Steve Shoemaker on the purpose of obeya and how to coordinate global teams:
“The obeya is a common starting place for most lean product and process development journeys. It builds off the value-stream map and quickly helps the team see the flow of work for better value creation. It also helps team members see who their customers are from a value-creation perspective … The obeya serves as a coordination center to ensure the value stream flows smoothly. It allows the team to see development in real-time and respond to problems as mole hills before they become mountains.”
Read more: Lean Product and Process Development at Scale: Implementing Obeya Across Global Teams
Katrina Appell on how to think about creating your virtual obeya and how leadership behaviors will determine its usefulness:
“One aspect of lean is creating our processes and adapting technology to support those processes rather than letting technology define our processes.
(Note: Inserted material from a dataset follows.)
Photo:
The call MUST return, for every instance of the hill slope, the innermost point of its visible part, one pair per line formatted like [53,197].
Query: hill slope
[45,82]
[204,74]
When abruptly changing how we work together, it can be easy to let technology influence the way we work. It is worth taking some time to reflect on the purpose of our processes and tools and how we are using technology to support our objectives.
“People have had a lot of interest in [creating obeyas] remotely for a long time. With obeyas, we are trying to create conditions for teams to effectively work together to make decisions and solve problems …
“Not every tool needs to do everything, but collectively people need all the pieces, and obeya can provide it all. We need to be mindful of what our behaviors are and do they support creating an enabling environment for people to work together effectively.”
Read more: How a Virtual Obeya Can Enable Effective Teamwork
John Drogosz on how to make sure the obeya truly works for your team and using it to get help on problems at the right time:
“The first month of obeya is a challenging time for most teams. They are both learning new ways to interact with one another while still trying to get their project work done. In many cases, while teams are experimenting there will be lively debates on various visuals – which ones work, which ones don’t. People will also be editorializing how much detail to share during obeya stand-up meetings.
“A best practice for the first few months of a new obeya is to build in a 10-minute debrief at the end of every other stand-up meeting to ask the team how the space and meeting rituals are working and what needs to be improved.”